Em 2014, foi organizado um evento chamado de Campeonato da Língua Paumari que reuniu um grande número de pessoas das mais diferentes aldeias. Nesse encontro, os Paumari dividiram-se em times e cada um deles apresentou uma história da sua mitologia. Havia uma única regra: falar na língua indígena sem usar uma só palavra em português. Para contá-las ao público, os times produziram cartazes e desenhos, fizeram a leitura de textos e também pode-se ouvir os relatos orais dos mais velhos. À noite, foram organizados concursos de cantos na língua Paumari que também ajudaram a aproximar as diferentes gerações. Essa competição virou uma grande festa!

Assista ao vídeo do Primeiro Campeonato da Língua Paumari

Essa experiência deu tão certo que, em 2015, os Paumari realizaram o Segundo Campeonato da Língua Paumari na aldeia Santa Rita, Terra Indígena Paumari do Lago Marahã, na beira do Rio Purus, no Amazonas. A história vencedora da competição foi transformada em um desenho animado produzido pelos próprios Paumari que é falado na língua indígena e legendado em português.
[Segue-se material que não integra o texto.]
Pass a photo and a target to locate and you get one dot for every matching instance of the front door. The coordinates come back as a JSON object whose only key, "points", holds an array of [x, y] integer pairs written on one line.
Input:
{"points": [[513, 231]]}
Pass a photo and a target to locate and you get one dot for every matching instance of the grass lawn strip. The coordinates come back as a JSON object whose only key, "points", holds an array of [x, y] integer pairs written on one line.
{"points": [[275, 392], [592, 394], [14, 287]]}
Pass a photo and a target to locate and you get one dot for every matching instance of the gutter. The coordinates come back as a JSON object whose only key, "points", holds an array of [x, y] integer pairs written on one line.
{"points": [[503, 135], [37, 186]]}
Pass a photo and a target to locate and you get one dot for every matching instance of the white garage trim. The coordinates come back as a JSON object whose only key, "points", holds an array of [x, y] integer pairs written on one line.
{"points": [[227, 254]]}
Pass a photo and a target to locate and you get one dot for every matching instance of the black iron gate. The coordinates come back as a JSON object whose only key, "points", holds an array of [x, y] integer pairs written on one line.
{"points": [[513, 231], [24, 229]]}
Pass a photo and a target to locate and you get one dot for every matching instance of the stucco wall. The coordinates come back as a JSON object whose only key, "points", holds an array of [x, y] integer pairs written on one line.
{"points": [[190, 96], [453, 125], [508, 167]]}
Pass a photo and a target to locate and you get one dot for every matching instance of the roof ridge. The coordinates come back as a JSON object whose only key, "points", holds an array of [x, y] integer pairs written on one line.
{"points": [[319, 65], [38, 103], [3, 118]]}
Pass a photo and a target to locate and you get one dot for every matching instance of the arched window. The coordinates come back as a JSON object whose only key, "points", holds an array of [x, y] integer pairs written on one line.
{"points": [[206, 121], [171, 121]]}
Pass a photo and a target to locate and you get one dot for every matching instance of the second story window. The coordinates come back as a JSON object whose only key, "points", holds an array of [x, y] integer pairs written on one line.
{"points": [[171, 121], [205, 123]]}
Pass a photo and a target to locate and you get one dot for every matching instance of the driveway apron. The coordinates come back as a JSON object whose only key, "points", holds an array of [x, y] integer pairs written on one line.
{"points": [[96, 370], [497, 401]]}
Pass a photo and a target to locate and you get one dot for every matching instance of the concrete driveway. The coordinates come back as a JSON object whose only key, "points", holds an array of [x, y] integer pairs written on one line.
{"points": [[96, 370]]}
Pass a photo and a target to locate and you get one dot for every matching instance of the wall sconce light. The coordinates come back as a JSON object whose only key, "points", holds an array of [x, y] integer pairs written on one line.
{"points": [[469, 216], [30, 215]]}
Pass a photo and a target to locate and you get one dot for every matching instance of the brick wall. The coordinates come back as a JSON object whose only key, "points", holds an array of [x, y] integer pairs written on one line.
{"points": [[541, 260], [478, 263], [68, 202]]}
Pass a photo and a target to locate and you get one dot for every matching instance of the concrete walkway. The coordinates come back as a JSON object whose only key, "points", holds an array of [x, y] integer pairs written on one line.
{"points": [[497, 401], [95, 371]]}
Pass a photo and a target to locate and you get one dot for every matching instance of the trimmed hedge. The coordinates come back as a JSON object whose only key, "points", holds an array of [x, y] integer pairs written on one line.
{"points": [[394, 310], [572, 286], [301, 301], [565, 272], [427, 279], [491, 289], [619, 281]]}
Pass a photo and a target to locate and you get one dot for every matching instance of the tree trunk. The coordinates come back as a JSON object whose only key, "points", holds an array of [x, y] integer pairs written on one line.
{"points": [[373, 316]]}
Confira a animação Basori Varanihini Hida (A história do boto cor-de-rosa: a origem das plantas cultivadas), baseada na apresentação do grupo Jirikavahari da aldeia Ilha da Onça.

Como podemos preservar as línguas e a cultura indígena no Brasil?

“O papel das escolas indígenas para a preservação da cultura é fundamental. O fortalecimento dessas instituições faz com que novas gerações continuem a acessar a língua materna de seu povo e aprenda os elementos ligados à sua identidade”, afirma.

Como podemos preservar as línguas indígenas?

Como medida para reverter a extinção de muitas línguas indígenas, uma das ações é fazer com que os sistemas de educação favoreçam o uso de uma língua ancestral, já que elas são carregadas de conhecimento em áreas de estudos como agricultura, biologia, astronomia, medicina e meteorologia.

Qual e a importância da preservação da língua e da cultura indígena brasileira?

A cada língua que morre, portanto, desaparecem também partes do patrimônio cultural e histórico da humanidade. É justamente nesse sentido que preservar as línguas e culturas brasileiras é fundamental.

O que e importante preservar a cultura indígena?

A divulgação da cultura indígena pode sensibilizar a população para a importância de viver de forma sustentável e, assim, utilizar práticas conservacionistas e transmitir para as futuras gerações o conhecimento adquirido por esses povos. A valorização da cultura indígena é um dever de todos os países do mundo.